There is an upside to being needy and clingy. A number of studies conducted separately by different psychologists - from Adelphi University, Gettysburg College, Yale University, University of Wisconsin, Leuven University and Pennsylvania State - summarized by Benedict Carey (New York Times, 2007) prove it.
According to these studies:
In milder forms, dependency can come across as an annoying clinginess. But it can also be a protective warmth that cements romantic relationships in times of stress.
- Dependent partners are more satisfied with each other and with their relationship than more self-sufficient ones, especially when couples are struggling.
Dependent traits buffer the relationships in times of crisis.

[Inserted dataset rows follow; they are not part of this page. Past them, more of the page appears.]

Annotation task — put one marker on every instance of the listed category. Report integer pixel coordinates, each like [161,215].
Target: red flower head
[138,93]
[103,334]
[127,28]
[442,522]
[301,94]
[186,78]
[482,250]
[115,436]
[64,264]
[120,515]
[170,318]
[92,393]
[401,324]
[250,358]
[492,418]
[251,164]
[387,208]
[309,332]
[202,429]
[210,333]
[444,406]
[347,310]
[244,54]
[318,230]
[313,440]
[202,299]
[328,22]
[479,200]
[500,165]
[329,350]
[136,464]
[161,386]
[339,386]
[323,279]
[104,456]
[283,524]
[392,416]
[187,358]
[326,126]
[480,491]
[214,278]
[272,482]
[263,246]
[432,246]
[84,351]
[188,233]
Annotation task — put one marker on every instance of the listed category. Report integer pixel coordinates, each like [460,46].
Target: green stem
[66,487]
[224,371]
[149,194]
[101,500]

Afraid of losing the relationship, “individuals high on dependency may actually behave in a more positive way to their partner, like being more complying, being more loving.” (Bénédicte Lowyck, Leuven University)
There are three distinct varieties of dependent behavior patterns: 1) Submissiveness (“I don’t have what it takes to be a good leader” or “I am easily downed in an argument”); 2) Exploitability (“I am afraid of hurting people’s feelings” or “I do things that are not in my best interest in order to please others”); and 3) Love dependency, based on a longing for social connection (“Being isolated from others is bound to lead to unhappiness” or “After a fight with a friend, I must make amends as soon as possible”).
It is this love dependency that is the most adaptive. “These are people that form very strong attachments, who are not happy unless surrounded by friends and family” and least likely to stumble over their own anxieties.
Thus, having a needy and clingy partner is, in fact, not necessarily detrimental to the relationship. Being emotionally dependent, clingy, and needy can be healthy, too.